In the RF method, the dataset that came from the information gain criterion outperform others with an accuracy of 84.33% and AUC of 0.874. Fig 3 shows the decision tree pattern performed by the RF model with the Information Gain dataset. In the DT model, two datasets Information Gain ratio and Chi-Squared achieved close accuracy rates of 83.52% and 83.12%, while they have a precision rate of 81.36% and 76.47%, respectively. Results show that the LR method by Information Gain and Gini Index criteria has a close accuracy rate of approximately 82%, while Information Gain gives a higher precision rate with a precision of 71.79%. Naive Bayes produces approximately the same accuracy with the dataset that comes from the Chi-Squared, Correlation, and Uncertainty criteria (82.33%, 82.70%, and 82.73%, respectively). The W-Bayes Net method produces a higher accuracy and the precision rate with the dataset comes from Chi-Squared criteria (83.17%, 73.08%, respectively). Based on the result of the GBT algorithm, the accuracy of the Relief and Chi-Squared is approximately the same (about 85.17% versus 85.15%), while the Relief criterion gives a higher precision (78.87 and 78.08, respectively). Also, the GBT model with Relief dataset has the Kappa (0.644), Sensitivity (71.97), Specificity (91.23), PPV (78.87), NPV (87.64) and, AUC (0.930). More details are given in S2 Table.

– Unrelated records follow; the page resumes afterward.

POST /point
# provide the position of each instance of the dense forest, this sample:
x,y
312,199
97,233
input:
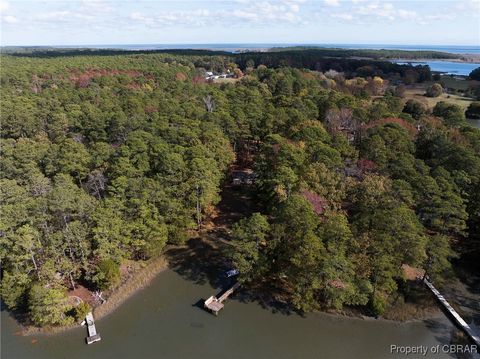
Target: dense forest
x,y
109,158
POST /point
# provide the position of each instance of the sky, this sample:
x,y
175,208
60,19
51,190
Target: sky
x,y
102,22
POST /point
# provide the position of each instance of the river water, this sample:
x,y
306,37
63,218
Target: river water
x,y
165,321
446,67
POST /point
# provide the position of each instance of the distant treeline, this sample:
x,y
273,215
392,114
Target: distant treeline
x,y
46,51
313,59
370,53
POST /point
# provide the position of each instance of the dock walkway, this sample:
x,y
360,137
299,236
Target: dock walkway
x,y
214,304
93,336
466,328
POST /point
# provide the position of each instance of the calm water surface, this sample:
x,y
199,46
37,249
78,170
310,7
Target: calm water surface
x,y
163,321
448,67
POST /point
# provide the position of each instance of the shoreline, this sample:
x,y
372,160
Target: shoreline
x,y
139,280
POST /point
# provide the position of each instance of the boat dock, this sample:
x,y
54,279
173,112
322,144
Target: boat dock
x,y
459,320
214,304
93,336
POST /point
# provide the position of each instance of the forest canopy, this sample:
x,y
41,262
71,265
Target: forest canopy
x,y
110,158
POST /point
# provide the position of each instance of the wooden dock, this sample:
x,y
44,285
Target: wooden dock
x,y
214,304
93,336
458,319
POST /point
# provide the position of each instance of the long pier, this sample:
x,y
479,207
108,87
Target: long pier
x,y
459,320
214,304
93,336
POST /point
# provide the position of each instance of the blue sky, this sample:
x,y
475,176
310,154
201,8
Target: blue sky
x,y
441,22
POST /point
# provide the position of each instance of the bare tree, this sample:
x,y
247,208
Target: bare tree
x,y
209,103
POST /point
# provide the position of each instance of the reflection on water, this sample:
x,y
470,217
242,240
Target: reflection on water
x,y
164,321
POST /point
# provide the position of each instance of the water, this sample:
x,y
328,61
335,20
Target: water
x,y
448,67
163,321
232,47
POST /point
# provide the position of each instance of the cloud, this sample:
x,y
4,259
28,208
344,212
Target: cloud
x,y
348,17
332,2
10,19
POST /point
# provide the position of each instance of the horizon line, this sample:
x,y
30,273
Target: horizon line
x,y
243,43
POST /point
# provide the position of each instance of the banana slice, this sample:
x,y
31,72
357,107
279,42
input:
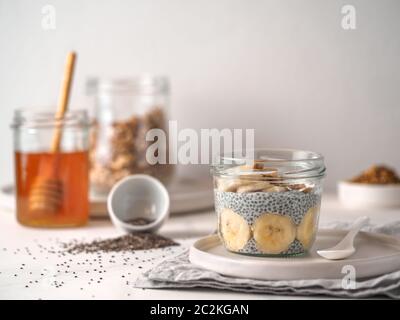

Fig 3. The decision tree pattern performed by RF model with Information Gain dataset.

Fig 3

On the other hand, Table 4 shows that the prediction based on all features provides the lowest accuracy rates for the RF, LR, and Naive Bayes models. So, the feature selection datasets produce better accuracy among all feature datasets. Overall, RF and GBT models outperform others with accuracy 84.33% and 85.17%, respectively, while the RF has higher precision (81.97%) and the GBT has a higher AUC (0.930) (Table 5). Considering both precision and sensitivity is useful because there is an imbalance in the observations between the two classes alive and dead.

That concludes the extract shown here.